Considérée en France comme une secte mais admise comme une religion aux Etats-Unis, la Scientologie a été pour la première fois jugée lundi dernier à Paris pour "escroquerie en bande organisée".
Sept responsables, dont son dirigeant français Alain Rosenberg, 60 ans, et ses deux principales branches françaises, "l’Association spirituelle de l’Eglise de Scientologie" et la librairie SEL (Scientologie espace liberté) feront face à trois plaignants - deux ex-adeptes et l’Ordre des pharmaciens.
Ce procès en correctionnelle durera jusqu’au 17 juin.
Les personnes physiques, également poursuivies pour "exercice illégal de la pharmacie", encourent jusqu’à dix ans de prison et un million d’euros d’amende, les personnes morales une amende cinq fois supérieure et l’interdiction d’activité, ce qui aboutirait à la dissolution du groupement en France.
L’enjeu est donc crucial pour ce mouvement fondé aux Etats-Unis dans les années 50 par l’écrivain de science-fiction Ron Hubbard et qui revendique aujourd’hui des millions d’adeptes dans le monde. Il poursuit son expansion avec notamment un récent début de reconnaissance officielle en Espagne.
Son hypothétique dissolution interviendrait toutefois à longue échéance.
Il n’y aura pas d’accusation à ce procès, puisque le parquet avait requis en 2006 un non-lieu général, estimant que les prévenus avaient agi de bonne foi en raison de "convictions religieuses". Si l’interdiction d’activité est prononcée, elle n’entrera en vigueur que si elle est confirmée en appel et en cassation, ce qui prendrait des années.
Par ailleurs, le dossier est affaibli par le désistement de trois des plaignants ayant transigé financièrement avec la Scientologie. L’instruction, ouverte en 1998, a été longue.
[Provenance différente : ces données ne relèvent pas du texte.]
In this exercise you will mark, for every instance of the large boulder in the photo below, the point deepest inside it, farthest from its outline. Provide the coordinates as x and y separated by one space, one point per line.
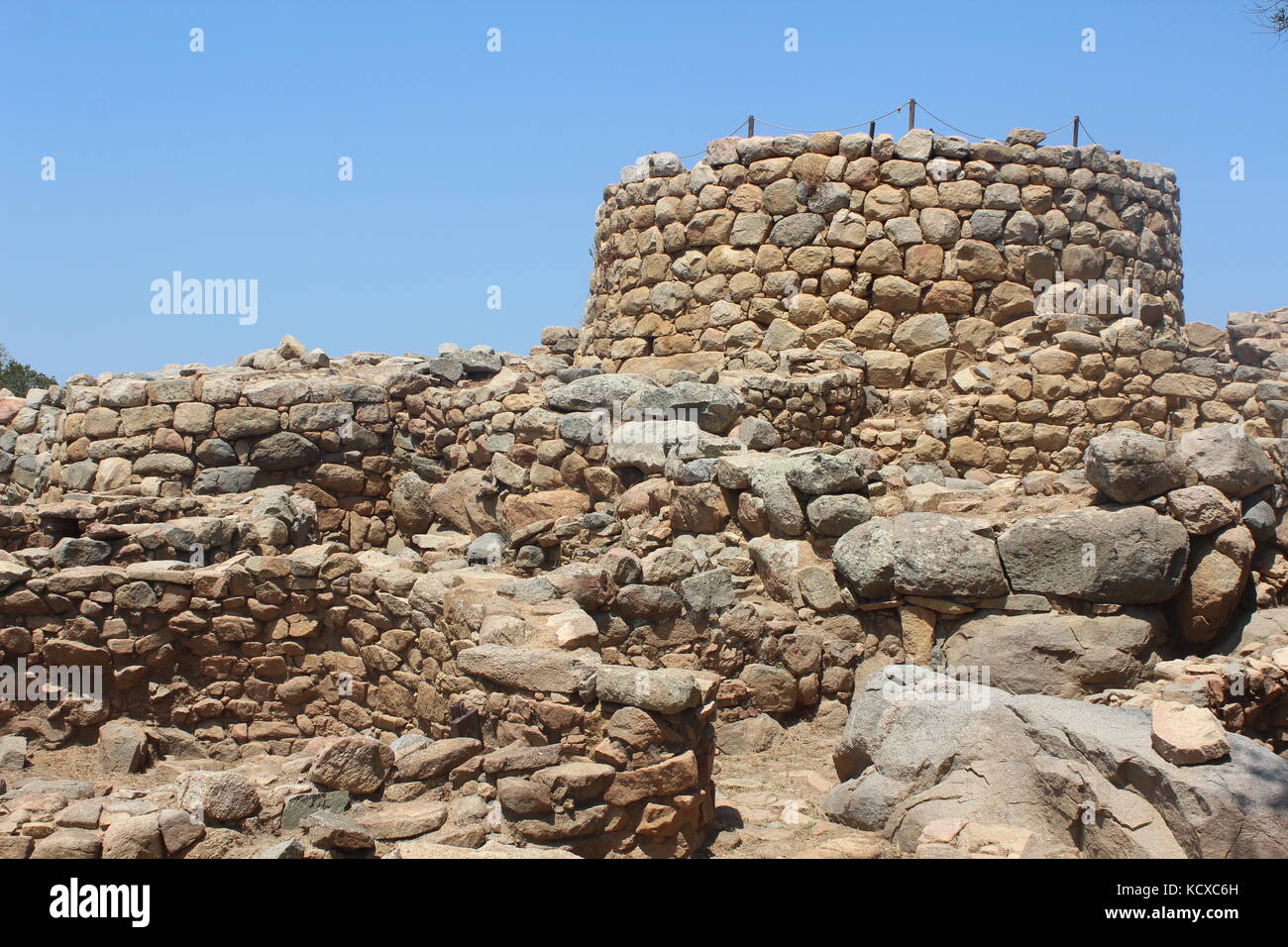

L’organisation d’un procès n’a donc tenu qu’à un fil - une ordonnance de renvoi du juge d’instruction Jean-Christophe Hullin rendue en septembre 2008 contre l’avis du procureur.
Une autre instruction ouverte à la fin des années 1980 a tourné court après la mystérieuse disparition en plein palais de justice de Paris d’une grande partie du dossier d’enquête.
"On n’a pas le sentiment qu’il y ait une volonté d’atteindre la Scientologie d’un point de vue politique, au niveau de la mise en oeuvre de l’action publique. C’est une interrogation", a déclaré à Reuters Me Olivier Morice, avocat des plaignants.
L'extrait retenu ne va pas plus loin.